Z. Borichevsky, V. Verrez (© Ken Howard/Santa Fe Opera)


Samuel Barber’s Vanessa is full of guilty pleasures. The first American opera to be premiered at the old Metropolitan Opera House, it was a huge hit on opening night. The production at the Santa Fe Opera Festival show us why.


Under the baton of Leonard Slatkin, the score suggests haunting mysteries. Particularly striking are the lush strings. Barber underlines the dark tale with oddly enchanting dissonance. Sometimes harsh sounds echo the pain on stage. Always Slatkin pushes the score to reflect the unfolding emotional life of the characters. While you do not sit on the edge of your seat awaiting outcomes, you squirm and often look for an out. The composer and librettist won’t let go of your anxiety.


An elegant surface is achieved in sets by Allen Moyer. Costumes by James Schuette rival those of Cecil Beaton in the original production. Secrets and lies swish in the folds of Vanessa’s dress. Erika, who may be Vanessa’s younger self or even her daughter, is simply dressed in tailored blue and then in virginal white as she goes off into a freezing night to abort a child.


Is Erika Vanessa twenty years ago? Does she make the same decision as Vanessa, based on lost love and an ambivalent pregnancy? Does Erika’s dilemma end the family’s repeated display of an original sin? Edgy horns are dissonant, suggesting how dark the choices in this tale are.

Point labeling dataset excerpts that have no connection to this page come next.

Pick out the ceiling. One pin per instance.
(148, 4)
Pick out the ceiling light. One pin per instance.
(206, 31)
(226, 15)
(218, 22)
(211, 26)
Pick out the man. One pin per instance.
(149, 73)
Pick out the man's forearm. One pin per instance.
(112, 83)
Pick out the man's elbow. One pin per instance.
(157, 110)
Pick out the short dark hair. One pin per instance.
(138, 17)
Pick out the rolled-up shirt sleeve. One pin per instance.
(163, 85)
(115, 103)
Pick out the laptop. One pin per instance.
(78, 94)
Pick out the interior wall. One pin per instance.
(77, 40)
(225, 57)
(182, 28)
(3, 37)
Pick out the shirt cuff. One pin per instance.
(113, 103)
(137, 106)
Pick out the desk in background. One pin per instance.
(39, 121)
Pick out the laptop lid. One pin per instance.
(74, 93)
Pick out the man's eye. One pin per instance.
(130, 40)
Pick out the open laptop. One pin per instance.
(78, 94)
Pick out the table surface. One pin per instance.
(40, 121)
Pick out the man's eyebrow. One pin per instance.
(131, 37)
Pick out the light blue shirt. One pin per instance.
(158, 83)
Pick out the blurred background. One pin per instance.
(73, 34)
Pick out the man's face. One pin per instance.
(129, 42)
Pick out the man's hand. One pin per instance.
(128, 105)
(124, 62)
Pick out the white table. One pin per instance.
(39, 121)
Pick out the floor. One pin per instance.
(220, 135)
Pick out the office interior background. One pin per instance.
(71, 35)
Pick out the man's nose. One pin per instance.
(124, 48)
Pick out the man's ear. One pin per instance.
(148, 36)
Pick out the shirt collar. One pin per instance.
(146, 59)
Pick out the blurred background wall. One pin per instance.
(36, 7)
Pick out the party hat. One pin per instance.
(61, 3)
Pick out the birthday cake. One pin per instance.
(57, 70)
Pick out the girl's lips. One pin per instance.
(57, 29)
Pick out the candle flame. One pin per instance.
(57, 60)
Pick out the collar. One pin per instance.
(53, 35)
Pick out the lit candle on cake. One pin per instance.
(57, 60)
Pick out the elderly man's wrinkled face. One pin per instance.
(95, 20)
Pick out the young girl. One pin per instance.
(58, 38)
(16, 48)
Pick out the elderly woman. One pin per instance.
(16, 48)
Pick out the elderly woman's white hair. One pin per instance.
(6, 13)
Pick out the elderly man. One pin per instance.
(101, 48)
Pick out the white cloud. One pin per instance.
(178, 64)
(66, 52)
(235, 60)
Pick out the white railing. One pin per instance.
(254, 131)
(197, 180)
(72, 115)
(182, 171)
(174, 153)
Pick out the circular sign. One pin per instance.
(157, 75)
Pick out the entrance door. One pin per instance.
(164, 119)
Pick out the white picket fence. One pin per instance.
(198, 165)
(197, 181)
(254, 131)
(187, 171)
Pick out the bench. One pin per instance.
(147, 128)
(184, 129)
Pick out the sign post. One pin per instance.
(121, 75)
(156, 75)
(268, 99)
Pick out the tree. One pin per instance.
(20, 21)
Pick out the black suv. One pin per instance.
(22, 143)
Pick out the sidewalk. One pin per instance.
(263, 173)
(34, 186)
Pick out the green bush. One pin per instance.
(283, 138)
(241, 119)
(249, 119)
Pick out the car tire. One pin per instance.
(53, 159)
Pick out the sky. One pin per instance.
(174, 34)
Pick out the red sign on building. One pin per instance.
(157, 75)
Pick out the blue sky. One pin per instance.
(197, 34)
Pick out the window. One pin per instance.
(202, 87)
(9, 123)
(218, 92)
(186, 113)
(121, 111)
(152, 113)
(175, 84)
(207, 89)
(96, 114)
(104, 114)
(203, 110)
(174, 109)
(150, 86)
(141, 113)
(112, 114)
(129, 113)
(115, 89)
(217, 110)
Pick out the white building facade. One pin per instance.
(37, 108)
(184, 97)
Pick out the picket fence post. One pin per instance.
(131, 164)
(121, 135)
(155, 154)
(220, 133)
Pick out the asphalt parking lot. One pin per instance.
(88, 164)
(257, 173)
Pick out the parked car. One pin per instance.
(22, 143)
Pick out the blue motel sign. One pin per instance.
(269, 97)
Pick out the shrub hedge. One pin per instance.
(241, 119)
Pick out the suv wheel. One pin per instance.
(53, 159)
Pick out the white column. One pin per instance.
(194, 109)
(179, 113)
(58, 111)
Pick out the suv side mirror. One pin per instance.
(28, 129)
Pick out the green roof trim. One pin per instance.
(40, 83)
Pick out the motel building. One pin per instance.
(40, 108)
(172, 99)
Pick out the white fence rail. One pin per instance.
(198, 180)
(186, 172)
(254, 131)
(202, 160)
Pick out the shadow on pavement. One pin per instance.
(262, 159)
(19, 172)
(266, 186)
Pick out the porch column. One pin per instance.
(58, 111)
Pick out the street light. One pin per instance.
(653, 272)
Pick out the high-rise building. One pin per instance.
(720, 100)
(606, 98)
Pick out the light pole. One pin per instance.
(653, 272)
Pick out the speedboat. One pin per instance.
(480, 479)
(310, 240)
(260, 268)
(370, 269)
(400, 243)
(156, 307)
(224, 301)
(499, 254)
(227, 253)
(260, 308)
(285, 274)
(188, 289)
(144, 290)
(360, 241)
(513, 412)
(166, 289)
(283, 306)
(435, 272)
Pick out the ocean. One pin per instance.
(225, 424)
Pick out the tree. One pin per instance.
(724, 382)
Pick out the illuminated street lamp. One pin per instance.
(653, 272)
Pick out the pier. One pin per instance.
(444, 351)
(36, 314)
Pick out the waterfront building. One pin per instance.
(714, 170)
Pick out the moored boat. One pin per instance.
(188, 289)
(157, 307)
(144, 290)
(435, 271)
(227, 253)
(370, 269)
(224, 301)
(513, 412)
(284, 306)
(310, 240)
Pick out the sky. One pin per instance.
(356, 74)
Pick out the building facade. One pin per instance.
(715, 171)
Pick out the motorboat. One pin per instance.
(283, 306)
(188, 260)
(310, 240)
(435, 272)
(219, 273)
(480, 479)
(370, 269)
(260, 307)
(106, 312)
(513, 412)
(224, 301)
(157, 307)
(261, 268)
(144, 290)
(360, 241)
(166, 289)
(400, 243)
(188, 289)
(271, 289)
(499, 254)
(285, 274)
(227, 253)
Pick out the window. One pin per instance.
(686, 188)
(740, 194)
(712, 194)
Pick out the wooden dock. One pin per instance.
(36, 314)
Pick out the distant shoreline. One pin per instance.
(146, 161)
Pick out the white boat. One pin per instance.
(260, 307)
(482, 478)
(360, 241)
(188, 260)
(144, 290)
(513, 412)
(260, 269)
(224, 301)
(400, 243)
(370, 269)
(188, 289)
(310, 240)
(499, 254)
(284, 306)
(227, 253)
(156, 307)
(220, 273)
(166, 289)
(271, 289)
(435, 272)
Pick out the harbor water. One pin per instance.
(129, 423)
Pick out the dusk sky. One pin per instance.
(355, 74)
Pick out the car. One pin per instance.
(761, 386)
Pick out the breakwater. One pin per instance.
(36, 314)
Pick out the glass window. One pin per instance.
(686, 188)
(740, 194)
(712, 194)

Barber’s score often suggests reflections. As the opera opens, mirrors and portraits are covered. The castle may be inspired by the Panoptikon in Copenhagen where mirrors reflect a subject from right and left. In the ceiling and on the floor a hundred glares catch the eye. Barber plays with the idea of likeness as reflected. We are mirrored by others, just as we may be their mirrors. Often drenched in harmonies and the textures of brass and strings, Barber has composed a tableau of three women who may be one.


Early on Menotti drops in a reading of Sophocles’ Oedipus. It is not skimmed over, but the urgency of Vanessa’s instructions to Erika on how to read the script makes us quickly forget its content. Here Erin Wall as Vanessa wraps her mouth around vowels and consonants, holding them long to show Erika how to display their passion. We forget the hint about one of the play’s themes, the repetition of incestuous patterns in a family.

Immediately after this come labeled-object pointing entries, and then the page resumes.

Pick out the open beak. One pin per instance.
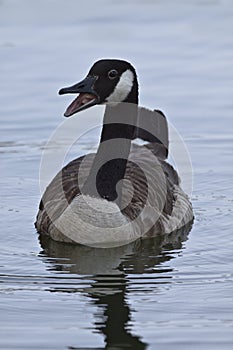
(87, 95)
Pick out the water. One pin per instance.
(154, 294)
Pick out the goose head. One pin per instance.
(108, 81)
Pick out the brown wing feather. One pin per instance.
(66, 185)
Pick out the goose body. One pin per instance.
(124, 191)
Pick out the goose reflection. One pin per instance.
(105, 274)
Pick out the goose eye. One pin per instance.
(112, 73)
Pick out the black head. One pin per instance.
(108, 81)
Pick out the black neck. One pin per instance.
(109, 165)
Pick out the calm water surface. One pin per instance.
(171, 293)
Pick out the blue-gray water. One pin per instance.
(151, 295)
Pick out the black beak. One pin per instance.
(88, 97)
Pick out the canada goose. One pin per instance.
(124, 191)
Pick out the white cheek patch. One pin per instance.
(122, 88)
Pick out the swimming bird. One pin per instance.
(125, 190)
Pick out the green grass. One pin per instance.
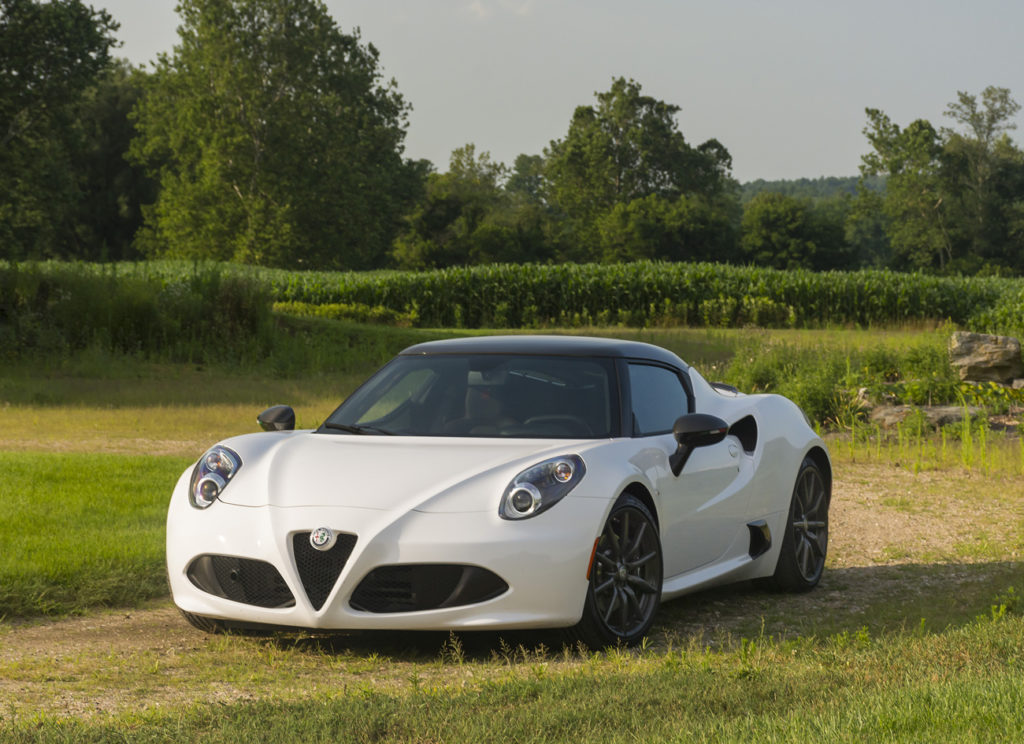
(964, 685)
(82, 530)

It is intriguing to think that this opera might be a meditation on Barber and Menotti’s relationship. From the early days when they summered near Menotti’s family on Lake Como, and first visited Arturo Toscanini on his island on the lake, Barber and Menotti were a pair. Menotti would later write that Barber felt theirs should be an immortal friendship, but somehow it didn’t turn out that way.


The Baroness delivers a shocking slap to Erika when she is told that Erika’s pregnancy has been ended. Is this one of the many tortured moments in which love is thwarted?


The opera is full of great beauty and lyric passion. Often the tones are so intimate that we are self conscious listening to another’s heartbeat. Barber captures the emotional games people play in the name of love. These notes are not pretty to hear, yet they are arresting in Barber’s hands.


Arias like “Must the winter come so soon,” and “Do not utter a word,” are exquisite. The quintet in the last act is deeply haunting. Director Robinson never crowds the castle rooms, but instead gives space to disquiet.


At once sad and playful, Erin Wall brings a richly textured soprano to the role of Vanessa. Virginia Verrez sings Erika in a full mezzo. Her touch is light, suggesting the fragility of this character, her inexperience and her yearning.


We were treated to the opera stalwart James Morris in the role of the Doctor. Morris often speaks his notes, but his great good humor and caring as Doctor to this aristocratic family has just the right avuncular touch. Gothic noir in a perfect genre for the operatic form. Remembrance prompts covered reflections which are remembered again. Conductor Slatkin and director Robinson support the cast in creating an uncomfortable yet provocative and moving story. Vanessa is richly realized in Santa Fe.